Dilain sisi, pasien covid juga berhak atas data pribadi yang tidak ingin disebarluaskan kepada khalaya. Yang mana rahasia kesehatan pasien tentu wajib dijaga oleh pihak lembaga kesehatan sesuai dengan UU Pasal 57 ayat 1 yang menjelaskan bahwa setiap orang berhak atas rahasia kondisi kesehatan pribadinya yang telah dikemukakan kepada penyelenggara pelayanan kesehatan.
Taat Aturan
Hal tersebut jelas menjadi perdebatan antara kebutuhan keterbukaan informasi kepada publik dengan hak pasien terhadap kerahasiaan kondisi kesehatannya. Pandemic Covid memang cukup membuat kekacauan dalam segala aspek kehidupan social, ekonomi, politik di masyarakat. Sehingga pemerintah menetapkan pembatasan transparansi data pasien terjangkit untuk disebar luaskan.
Pemerintah hanya mengijinkan keterbukaan data pasien pada setiap daerah tanpa menyebut nama dan data pribadi untuk keamanan pasien dari pengucilan masyarakat. Selama protocol kesehatan yang dianjurkan oleh pemerintah ditaati dan dijalankan dengan baik, tentu prosentase pasien terjangkit dapat semakin berkurang.
Karena bagaimanapun permasalaahan terhadap kecemasan penularan wabah ini sangat menganggu semua pihak. Tentang aturan kerahasiaan data pribadi pula memiliki ketentuan khusus dalam penyampaiannya sesuai dengan UU Pasal 57 ayat 2 yang menjaelaskan bahwa ketentuan mengenai hak atas rahasia kondisi kesehatan pribadi dimana dimaksud dalam ayat satu tidak berlaku dalam hal perintah undang-undang, perintah pengadilan, izin yang bersangkutan, kepentingan masyarakat, atau kepentingan orang tersebut.
Dengan adanya peraturan yang berlaku, seluruh pihak diharapkan dapat dengan bijak memanfaatkan tata kelola informasi public yang beredar. Kebijakan yang diterapkan oleh pemerintah tidak dapat ditelan mentah-mentah karena rawan adanya variable permasalahan.
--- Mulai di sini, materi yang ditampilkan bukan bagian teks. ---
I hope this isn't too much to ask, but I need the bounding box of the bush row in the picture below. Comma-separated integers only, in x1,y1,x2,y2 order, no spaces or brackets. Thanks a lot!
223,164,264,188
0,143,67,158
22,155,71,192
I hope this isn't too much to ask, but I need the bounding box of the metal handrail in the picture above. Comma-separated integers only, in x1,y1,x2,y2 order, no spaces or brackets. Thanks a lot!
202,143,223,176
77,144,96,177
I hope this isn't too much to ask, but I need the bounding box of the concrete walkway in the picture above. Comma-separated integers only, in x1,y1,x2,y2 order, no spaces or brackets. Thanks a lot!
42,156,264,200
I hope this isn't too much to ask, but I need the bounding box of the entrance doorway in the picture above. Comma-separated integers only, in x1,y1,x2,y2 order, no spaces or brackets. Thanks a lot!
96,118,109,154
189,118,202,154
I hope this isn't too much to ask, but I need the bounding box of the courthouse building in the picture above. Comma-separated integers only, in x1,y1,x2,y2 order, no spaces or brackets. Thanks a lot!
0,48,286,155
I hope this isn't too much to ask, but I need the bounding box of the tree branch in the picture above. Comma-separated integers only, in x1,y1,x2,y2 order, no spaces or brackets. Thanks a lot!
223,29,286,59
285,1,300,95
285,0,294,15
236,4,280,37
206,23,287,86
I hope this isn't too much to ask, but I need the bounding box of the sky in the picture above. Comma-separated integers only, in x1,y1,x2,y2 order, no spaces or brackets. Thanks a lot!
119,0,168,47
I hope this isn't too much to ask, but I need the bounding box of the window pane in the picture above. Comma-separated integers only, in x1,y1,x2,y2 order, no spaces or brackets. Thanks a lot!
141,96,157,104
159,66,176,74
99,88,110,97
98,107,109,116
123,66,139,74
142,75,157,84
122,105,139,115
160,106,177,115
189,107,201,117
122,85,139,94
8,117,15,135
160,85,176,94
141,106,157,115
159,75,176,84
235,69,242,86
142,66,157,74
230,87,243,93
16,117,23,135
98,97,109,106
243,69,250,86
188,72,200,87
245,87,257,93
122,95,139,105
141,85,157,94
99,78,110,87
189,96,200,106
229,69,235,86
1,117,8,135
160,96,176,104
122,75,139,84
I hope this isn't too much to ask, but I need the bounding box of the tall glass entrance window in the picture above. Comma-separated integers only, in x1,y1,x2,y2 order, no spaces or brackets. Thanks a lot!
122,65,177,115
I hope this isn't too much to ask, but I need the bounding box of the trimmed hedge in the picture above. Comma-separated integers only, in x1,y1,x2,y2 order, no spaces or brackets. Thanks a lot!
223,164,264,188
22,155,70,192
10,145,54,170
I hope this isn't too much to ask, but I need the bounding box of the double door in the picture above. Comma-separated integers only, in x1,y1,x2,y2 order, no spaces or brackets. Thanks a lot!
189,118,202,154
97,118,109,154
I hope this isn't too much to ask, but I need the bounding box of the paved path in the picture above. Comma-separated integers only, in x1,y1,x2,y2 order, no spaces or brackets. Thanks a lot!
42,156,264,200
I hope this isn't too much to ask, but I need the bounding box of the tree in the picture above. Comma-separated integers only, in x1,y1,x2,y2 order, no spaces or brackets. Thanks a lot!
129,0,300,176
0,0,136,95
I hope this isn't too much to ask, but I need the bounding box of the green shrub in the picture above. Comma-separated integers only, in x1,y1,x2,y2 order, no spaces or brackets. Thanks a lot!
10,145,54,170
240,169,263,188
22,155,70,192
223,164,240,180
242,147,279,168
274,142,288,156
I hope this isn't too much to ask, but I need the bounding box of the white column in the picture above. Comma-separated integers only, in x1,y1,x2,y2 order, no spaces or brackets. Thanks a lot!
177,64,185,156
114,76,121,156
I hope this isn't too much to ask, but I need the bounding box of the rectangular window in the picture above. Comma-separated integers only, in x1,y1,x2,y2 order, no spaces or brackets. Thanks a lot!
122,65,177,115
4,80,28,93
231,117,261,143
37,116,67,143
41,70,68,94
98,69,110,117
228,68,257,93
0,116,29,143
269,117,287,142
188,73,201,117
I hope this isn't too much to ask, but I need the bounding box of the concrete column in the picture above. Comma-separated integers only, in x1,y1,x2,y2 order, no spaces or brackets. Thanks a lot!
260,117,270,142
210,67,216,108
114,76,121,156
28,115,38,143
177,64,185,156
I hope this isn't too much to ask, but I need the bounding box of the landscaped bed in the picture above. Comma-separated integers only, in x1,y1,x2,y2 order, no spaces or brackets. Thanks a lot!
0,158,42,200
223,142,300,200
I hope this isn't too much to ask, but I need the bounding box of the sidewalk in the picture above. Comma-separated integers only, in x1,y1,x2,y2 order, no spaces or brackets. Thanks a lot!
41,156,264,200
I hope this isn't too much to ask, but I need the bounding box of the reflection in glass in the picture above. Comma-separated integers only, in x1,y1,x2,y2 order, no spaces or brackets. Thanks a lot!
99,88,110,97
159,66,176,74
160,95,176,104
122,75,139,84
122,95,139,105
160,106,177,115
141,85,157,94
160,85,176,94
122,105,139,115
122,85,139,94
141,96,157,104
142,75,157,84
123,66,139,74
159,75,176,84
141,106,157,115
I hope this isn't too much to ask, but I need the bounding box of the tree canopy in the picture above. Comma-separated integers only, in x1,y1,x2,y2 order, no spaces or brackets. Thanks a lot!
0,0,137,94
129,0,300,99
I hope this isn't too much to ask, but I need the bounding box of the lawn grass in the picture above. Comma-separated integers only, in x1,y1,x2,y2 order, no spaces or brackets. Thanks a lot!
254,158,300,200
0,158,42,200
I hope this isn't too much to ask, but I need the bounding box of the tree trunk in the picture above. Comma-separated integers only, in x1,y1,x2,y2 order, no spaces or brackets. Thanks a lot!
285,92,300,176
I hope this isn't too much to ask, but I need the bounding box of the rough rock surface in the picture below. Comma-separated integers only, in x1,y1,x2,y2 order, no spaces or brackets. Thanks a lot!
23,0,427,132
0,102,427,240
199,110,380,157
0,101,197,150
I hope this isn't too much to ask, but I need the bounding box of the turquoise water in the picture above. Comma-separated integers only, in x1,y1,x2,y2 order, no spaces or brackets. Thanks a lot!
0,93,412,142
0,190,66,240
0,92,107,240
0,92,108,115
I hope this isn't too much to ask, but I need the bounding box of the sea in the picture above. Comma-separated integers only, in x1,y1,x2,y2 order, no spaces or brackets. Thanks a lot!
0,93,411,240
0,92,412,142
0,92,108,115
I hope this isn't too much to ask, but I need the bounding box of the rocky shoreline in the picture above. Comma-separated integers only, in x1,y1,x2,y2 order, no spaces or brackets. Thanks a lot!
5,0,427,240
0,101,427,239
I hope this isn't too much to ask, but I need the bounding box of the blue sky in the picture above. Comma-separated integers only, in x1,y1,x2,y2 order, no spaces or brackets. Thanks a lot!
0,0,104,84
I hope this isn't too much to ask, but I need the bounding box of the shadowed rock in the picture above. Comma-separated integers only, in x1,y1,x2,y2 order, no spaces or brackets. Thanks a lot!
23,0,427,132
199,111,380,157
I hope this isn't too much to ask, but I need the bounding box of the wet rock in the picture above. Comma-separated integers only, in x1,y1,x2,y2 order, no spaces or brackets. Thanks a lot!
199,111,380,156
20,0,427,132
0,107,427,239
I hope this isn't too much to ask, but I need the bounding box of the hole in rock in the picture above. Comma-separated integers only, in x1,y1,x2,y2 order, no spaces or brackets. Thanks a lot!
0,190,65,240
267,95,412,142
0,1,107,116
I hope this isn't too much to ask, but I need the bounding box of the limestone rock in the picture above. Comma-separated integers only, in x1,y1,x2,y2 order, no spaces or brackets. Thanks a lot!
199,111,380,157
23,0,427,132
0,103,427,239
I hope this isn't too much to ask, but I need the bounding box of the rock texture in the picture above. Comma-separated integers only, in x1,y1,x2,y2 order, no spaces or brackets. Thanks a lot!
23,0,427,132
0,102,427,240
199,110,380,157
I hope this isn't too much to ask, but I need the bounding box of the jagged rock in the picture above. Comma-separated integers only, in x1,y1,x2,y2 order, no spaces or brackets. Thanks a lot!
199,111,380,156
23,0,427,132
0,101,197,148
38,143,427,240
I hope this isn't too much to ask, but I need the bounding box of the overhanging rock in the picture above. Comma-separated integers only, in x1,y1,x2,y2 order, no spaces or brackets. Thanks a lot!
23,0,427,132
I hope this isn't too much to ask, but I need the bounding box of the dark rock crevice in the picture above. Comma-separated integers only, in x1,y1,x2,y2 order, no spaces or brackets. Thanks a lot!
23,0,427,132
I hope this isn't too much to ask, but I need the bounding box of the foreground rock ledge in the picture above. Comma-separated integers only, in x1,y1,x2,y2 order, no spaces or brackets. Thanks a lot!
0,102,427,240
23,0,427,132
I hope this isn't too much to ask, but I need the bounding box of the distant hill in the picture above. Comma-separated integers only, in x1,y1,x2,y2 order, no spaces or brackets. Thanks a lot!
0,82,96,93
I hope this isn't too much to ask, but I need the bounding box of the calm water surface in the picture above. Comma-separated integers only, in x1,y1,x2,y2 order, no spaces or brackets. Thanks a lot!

Itu sebabnyakebijakan literasi informasi sangat diperlukan untuk menghadapi infodemi di tengah pandemic Covid 19.
Namun, terjadi kontra dalam hal ini. Dalam UU Pasal 57 ayat (1) dan (2) menyebutkan bahwa setiap orang berhak atas rahasia kondisi Kesehatan pribadinya yang telah dikemukakan kepada penyelenggara pelayanan kesehatan. Ketentuan mengenai hak atas rahasia kondisi Kesehatan pribadi sebagaimana dimaksud pada ayat (1) tidak berlaku dalam hal tertentu.
Halini seperti Perintah undang–undang, Perintah pengadilan. Izin yang bersangkutan, kepentingan masyarakat atau kepentingan orang tersebut. Dengan adanya UU ini, ada beberapa orang yang tidak setuju dengan penyiaran mengenai pasien – pasien covid 19.
Bukan hanya itu, karena semakin banyaknya berita tentang covid 19 masyarakat Indonesia mengalami paranoid tentang covid 19. Banyak masyarakat yang mengalami stress akibat terlalu seringnya disiarkan berita perkembangan covid 19 di tv lokal. Oleh sebab itu, penyiaran mengenai covid mulai dikurangi oleh pihak tv.